Posted on July 29, 2015 by Laura Fuller
I was told very early on in my recovery that I had to believe in a power greater than myself in order to recover. My first reaction was that this could not possibly be true. How can God be the answer to my alcohol problem? That made no sense to me. My problem was all the people in my life causing me pain and leading me to drink. This is what my alcoholic mind told me. So I continued to relapse and I never gave the program a chance.
A couple years later I was at that point again. At that point where I was told that I would have to find a higher power or I was doomed. I was told to read the chapterin the Big Book titled “We Agnostics.” I listened to the suggestion and I read it. There was one section of this chapter that really resonated with me. Looking back now, I know that it changed my life.
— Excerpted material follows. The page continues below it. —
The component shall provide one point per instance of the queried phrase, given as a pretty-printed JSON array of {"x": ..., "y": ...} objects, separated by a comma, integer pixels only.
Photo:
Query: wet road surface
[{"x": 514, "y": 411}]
“We talked of intolerance, while we were intolerant ourselves. We missed the reality and the beauty of the forest because we were diverted by the ugliness of some of the trees. We never gave the spiritual side of life a fair hearing.”
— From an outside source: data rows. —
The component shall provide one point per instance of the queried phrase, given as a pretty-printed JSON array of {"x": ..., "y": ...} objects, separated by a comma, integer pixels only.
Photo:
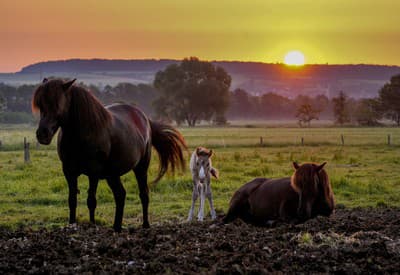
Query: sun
[{"x": 294, "y": 58}]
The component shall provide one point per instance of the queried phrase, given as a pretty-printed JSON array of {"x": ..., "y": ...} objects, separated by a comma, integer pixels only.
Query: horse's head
[
  {"x": 51, "y": 100},
  {"x": 310, "y": 181},
  {"x": 203, "y": 164}
]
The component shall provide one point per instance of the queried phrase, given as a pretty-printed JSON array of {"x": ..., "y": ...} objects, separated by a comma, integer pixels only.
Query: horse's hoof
[
  {"x": 146, "y": 225},
  {"x": 117, "y": 229}
]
This passage described me perfectly. I always felt I was so open-minded and accepting of others but this was not true. I never gave spirituality a chance because I didn’t like some aspects of religion. It didn’t matter that the book told me that I could choose a God of my understanding because I was closed minded when it came to spiritual concepts. When I finally got honest with myself I realized the truth. The truth about myself. It was time to open my mind and be the person that I thought I was. I was on my way. I came to believe in a power greater than myself.
“We found that God does not make too hard terms with those who seek Him.”